Isa Mustafa (; born 15 May 1951) is a retired Kosovar politician. Mustafa was the mayor of Pristina from December 2007 to December 2013 and served as the prime minister of Kosovo between December 2014 and September 2017. He was the leader of the Democratic League of Kosovo (LDK) between 2010 and 2021.

Early life
Mustafa was born in the village of Prapashtica, in the Gollak Highlands of the District of Pristina, Kosovo on 15 May 1951, to Kosovo Albanian parents. He finished primary and high school in Pristina, and attended the University of Pristina in the Faculty of Economics, where he obtained a master's degree and a PhD. In 1974 he began his professional work, as an examiner at the University of Pristina.

Political career
Isa Mustafa began his political career in the early 1980s, when he became the head of the municipal government of Pristina, from 1984 to 1988. In the 1990s, as Yugoslavia started to break up, Mustafa became the Minister of Economy and Finances of the government of the Republic of Kosova, in exile, headed by Bujar Bukoshi. During this time, an arrest warrant for Mustafa was issued within Yugoslavia – which did not become international, making it possible for him to work in Western Europe. Mustafa did not apply for any political asylum, and was able to return to Kosovo anytime if needed.

After the Kosovo War ended on 1999, he returned home, but returned to politics only in 2006 as a High Political Advisor of the then President of Kosovo, Fatmir Sejdiu.

In December 2007, he became the mayor of Pristina in local elections, beating the vice president of the Democratic Party of Kosovo (PDK) and one of the ex-commanders of the Kosovo Liberation Army (UÇK), Fatmir Limaj. He won a second term as Mayor of Pristina in November 2009.

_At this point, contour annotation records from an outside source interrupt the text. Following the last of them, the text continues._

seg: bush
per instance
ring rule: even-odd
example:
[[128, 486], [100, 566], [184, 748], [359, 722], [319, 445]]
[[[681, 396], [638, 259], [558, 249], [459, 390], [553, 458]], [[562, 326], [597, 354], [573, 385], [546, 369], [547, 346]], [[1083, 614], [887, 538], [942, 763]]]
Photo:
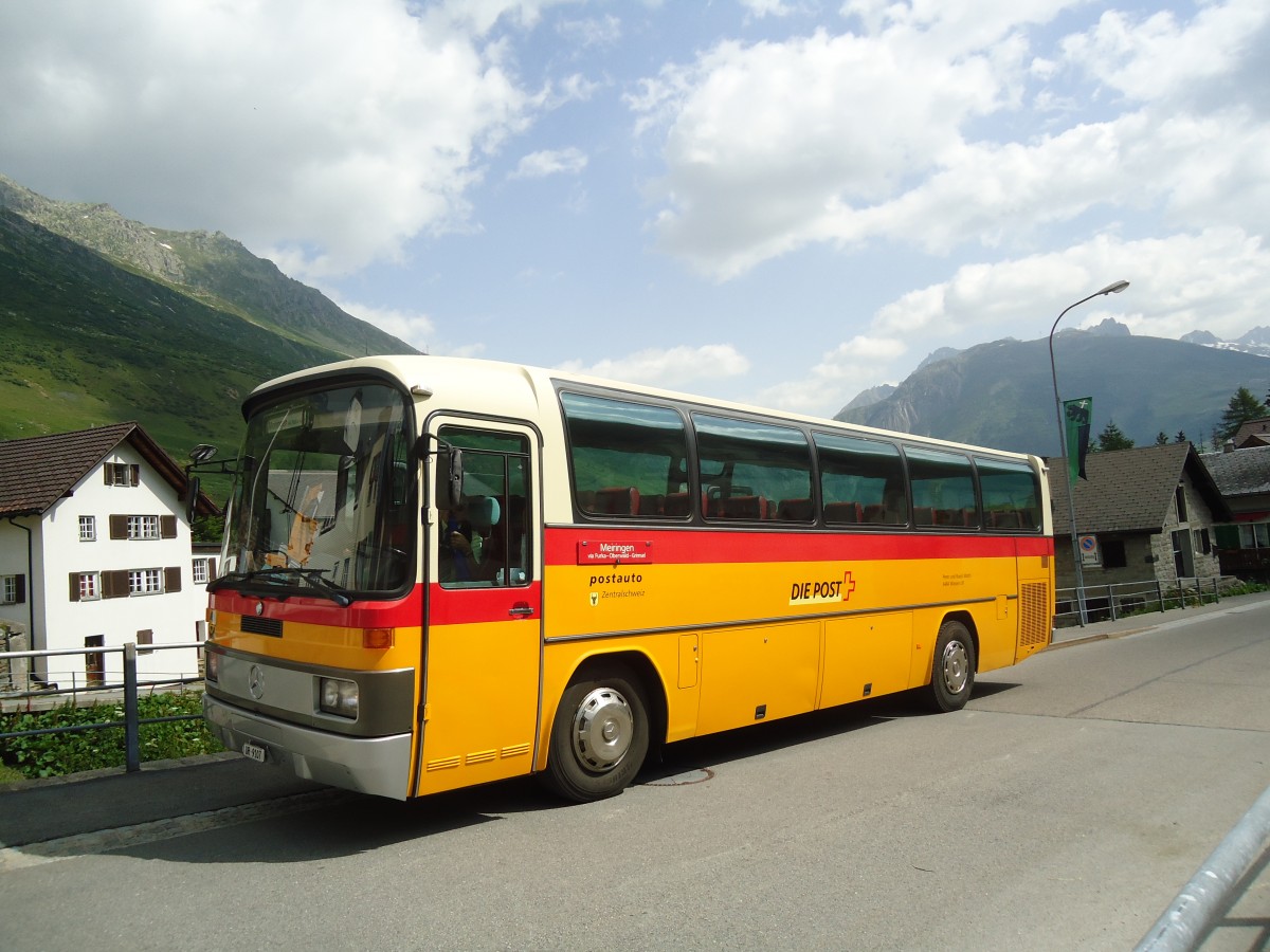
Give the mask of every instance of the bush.
[[[137, 715], [151, 717], [201, 715], [203, 696], [197, 692], [152, 694], [137, 698]], [[0, 734], [10, 731], [71, 727], [88, 724], [109, 724], [124, 718], [123, 702], [75, 707], [65, 703], [51, 711], [0, 713]], [[213, 754], [224, 750], [199, 717], [166, 724], [141, 724], [142, 760]], [[127, 763], [127, 739], [123, 727], [99, 727], [67, 734], [41, 734], [34, 737], [8, 737], [0, 741], [0, 763], [24, 777], [61, 777], [103, 767]]]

On 7 November 2010, he became the leader of the Democratic League of Kosovo, beating Fatmir Sejdiu in the party leadership election by 235 votes to 124.

On 1 December 2013, he lost re-election to the position of Mayor of Pristina, in what was seen as a major upset, to upcoming politician Shpend Ahmeti.  The upset was especially dramatic seeing as it happened in what had been historically known as a Democratic League of Kosovo stronghold.

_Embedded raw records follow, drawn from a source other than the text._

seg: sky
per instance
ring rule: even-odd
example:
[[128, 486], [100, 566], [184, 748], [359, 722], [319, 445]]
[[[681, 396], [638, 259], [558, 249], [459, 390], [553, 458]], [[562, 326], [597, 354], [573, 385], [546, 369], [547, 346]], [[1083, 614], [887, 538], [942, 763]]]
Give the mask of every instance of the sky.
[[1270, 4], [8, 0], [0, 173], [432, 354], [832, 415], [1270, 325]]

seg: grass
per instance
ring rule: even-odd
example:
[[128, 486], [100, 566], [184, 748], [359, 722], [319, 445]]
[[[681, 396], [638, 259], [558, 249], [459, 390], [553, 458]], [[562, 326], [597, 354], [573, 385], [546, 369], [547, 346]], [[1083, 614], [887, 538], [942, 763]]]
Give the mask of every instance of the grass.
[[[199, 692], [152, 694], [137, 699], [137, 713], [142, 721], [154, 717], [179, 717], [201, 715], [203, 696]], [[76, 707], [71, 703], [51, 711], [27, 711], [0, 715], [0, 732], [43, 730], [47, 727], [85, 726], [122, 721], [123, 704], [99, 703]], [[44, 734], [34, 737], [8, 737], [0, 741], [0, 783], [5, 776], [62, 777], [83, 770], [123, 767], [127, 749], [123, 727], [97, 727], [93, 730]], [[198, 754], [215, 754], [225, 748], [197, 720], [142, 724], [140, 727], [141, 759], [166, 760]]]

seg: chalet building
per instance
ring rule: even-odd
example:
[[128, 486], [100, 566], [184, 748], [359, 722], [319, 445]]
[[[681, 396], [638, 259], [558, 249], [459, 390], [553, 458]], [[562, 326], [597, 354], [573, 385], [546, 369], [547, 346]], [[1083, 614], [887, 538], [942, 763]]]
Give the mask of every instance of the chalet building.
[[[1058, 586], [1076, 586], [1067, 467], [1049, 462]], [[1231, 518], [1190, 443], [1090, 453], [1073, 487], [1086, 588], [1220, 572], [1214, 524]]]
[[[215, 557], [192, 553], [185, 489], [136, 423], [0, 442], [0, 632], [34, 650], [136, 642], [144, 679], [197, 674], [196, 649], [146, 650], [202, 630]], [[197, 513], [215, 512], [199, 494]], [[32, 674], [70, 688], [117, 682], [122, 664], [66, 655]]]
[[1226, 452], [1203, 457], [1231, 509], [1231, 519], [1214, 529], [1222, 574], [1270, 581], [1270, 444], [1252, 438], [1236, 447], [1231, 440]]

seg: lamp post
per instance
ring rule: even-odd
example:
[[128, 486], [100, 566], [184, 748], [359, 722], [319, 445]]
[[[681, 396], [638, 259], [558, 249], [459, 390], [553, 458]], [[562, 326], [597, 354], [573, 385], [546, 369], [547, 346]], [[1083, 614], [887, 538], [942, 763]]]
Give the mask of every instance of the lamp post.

On 8 December 2014, he became the Prime Minister of Kosovo in a coalition with the Democratic Party of Kosovo. With a PhD in Economics, he claimed his government would be focused on the economic development of the country.

While addressing the Assembly of Kosovo on 22 September 2015 regarding an agreement with Serbia on autonomy for Kosovo's ethnic Serb minority and another agreement defining the border between Kosovo and Montenegro, Mustafa was pelted with eggs by opposition Assembly lawmakers. He later continued his address while being shielded with an umbrella by his bodyguards.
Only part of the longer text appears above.